Parmi ceux-ci se trouve El Glop, un restaurant de paella fondé en 1975, qui a ouvert trois succursales dans Barcelone (à Gràcia, Sagrada Família et Plaça Catalunya). Archi-populaire, l’établissement est aussi apprécié des touristes que des locaux. Pourtant, malgré ce succès, il ne change pas ses prix et n’arnaque personne.

Pour Gabriel, responsable de l’antenne de la Sagrada Família, c’est une histoire de bon sens : « Peu importe qui vient manger ici, que ce soit un touriste ou un local, nous on s’adapte à chaque client et on lui donne le meilleur. […] On a deux autres établissements à Barcelone, dans des endroits moins touristiques et quand on a ouvert celui-ci, on aurait pu monter les prix pour les touristes, mais ce n’est pas nous. […] On a un site web très clair, une carte avec les prix affichés et les origines des produits. Ici, aucun serveur ne va t’arnaquer, car tout est écrit : pour nous, la transparence, c’est la base. »

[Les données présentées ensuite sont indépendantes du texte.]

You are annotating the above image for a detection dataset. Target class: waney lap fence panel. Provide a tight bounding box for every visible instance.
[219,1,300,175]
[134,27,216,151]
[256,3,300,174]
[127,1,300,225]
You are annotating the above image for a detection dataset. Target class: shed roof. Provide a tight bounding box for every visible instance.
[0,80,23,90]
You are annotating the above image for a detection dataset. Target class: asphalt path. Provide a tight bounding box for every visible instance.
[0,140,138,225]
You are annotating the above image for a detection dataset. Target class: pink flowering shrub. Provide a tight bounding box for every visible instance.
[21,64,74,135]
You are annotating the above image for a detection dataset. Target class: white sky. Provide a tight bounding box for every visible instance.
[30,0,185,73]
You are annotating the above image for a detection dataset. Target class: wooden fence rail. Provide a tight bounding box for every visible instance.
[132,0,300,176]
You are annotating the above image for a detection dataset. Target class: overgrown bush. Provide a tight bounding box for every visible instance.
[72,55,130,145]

Une transparence qui porte ses fruits : El Glop n’est pas complet tous les soirs, mais presque. Miser sur l’authenticité est en effet un bon moyen de se constituer une clientèle fidèle qui s’occupe ensuite de faire du bouche-à-oreille. Surtout qu’à Barcelone, C’est notamment ce qui se passe au Snack 55, situé sur le Passeig Sant Joan.

Equinox Barcelone bar restaurant

Ouvert depuis 45 ans, ce bar-restaurant accueille des touristes le soir – tellement qu’ils doivent prendre un ticket et attendre leur tour pour s’asseoir en terrasse – mais des locaux durant la journée.

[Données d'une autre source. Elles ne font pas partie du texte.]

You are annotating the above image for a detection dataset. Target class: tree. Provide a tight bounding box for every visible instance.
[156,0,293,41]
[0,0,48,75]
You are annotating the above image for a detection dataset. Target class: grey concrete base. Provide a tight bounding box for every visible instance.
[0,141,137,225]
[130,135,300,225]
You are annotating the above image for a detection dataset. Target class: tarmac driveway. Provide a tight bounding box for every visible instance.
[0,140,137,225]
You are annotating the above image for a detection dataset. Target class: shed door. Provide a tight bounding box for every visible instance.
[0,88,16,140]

Alex, 22 ans, arrière-arrière petit-fils du fondateur le confirme, ici, c’est local et ils ne veulent changer ça pour rien au monde : « On fait partie du peu d’Espagnols qui restent dans le quartier. Si on augmentait les prix je pense que ça changerait l’essence même du bar, et on perdrait la clientèle locale, la vie du quartier et la relation aux gens. » 

Payer moins cher pour manger mieux

Les prix justement sont le nerf de la guerre. Au Snack 55 comme à El Glop, les tarifs sont dignes de Barcelone en 2010, avant que les digital nomads n’augmentent le coût de la vie. Par exemple, une paella peut coûter jusqu’à 25-30 euros dans les zones touristiques, contre 17,90 euros à El Glop. Au Snack 55, les patatas bravas sont à 3,75 euros et les bières à 2 euros.

Mais comment font-ils pour ne pas être déficitaires ? La réponse est simple : le temps. Forts de leurs 45 ans d’existence, les deux restaurants savent où acheter à bas prix et ont une clientèle qui ne désemplit jamais grâce à des avis dithyrambiques laissés par des clients contents depuis des générations. Leur réputation ne tient pas à une tendance Instagram comme ça peut être le cas pour d’autres restaurants à la mode.

Et puis finalement, ne pas arnaquer les gens, c’est aussi une faire preuve d’éthique, conclut Gabriel, adepte du « ne fais pas aux autres ce que tu n’aimerais pas qu’on te fasse » : « Nous, on accueille les locaux comme les étrangers, et d’ailleurs on facilite la vie des touristes car moi quand je pars en vacances, je peux être un peu perdu, donc je fais ce que j’aimerais trouver à l’étranger. On a des voisins qui viennent manger, des Catalans qui ont toujours vécu ici, et puis à côté tu as des Coréens, et tout le monde est content. »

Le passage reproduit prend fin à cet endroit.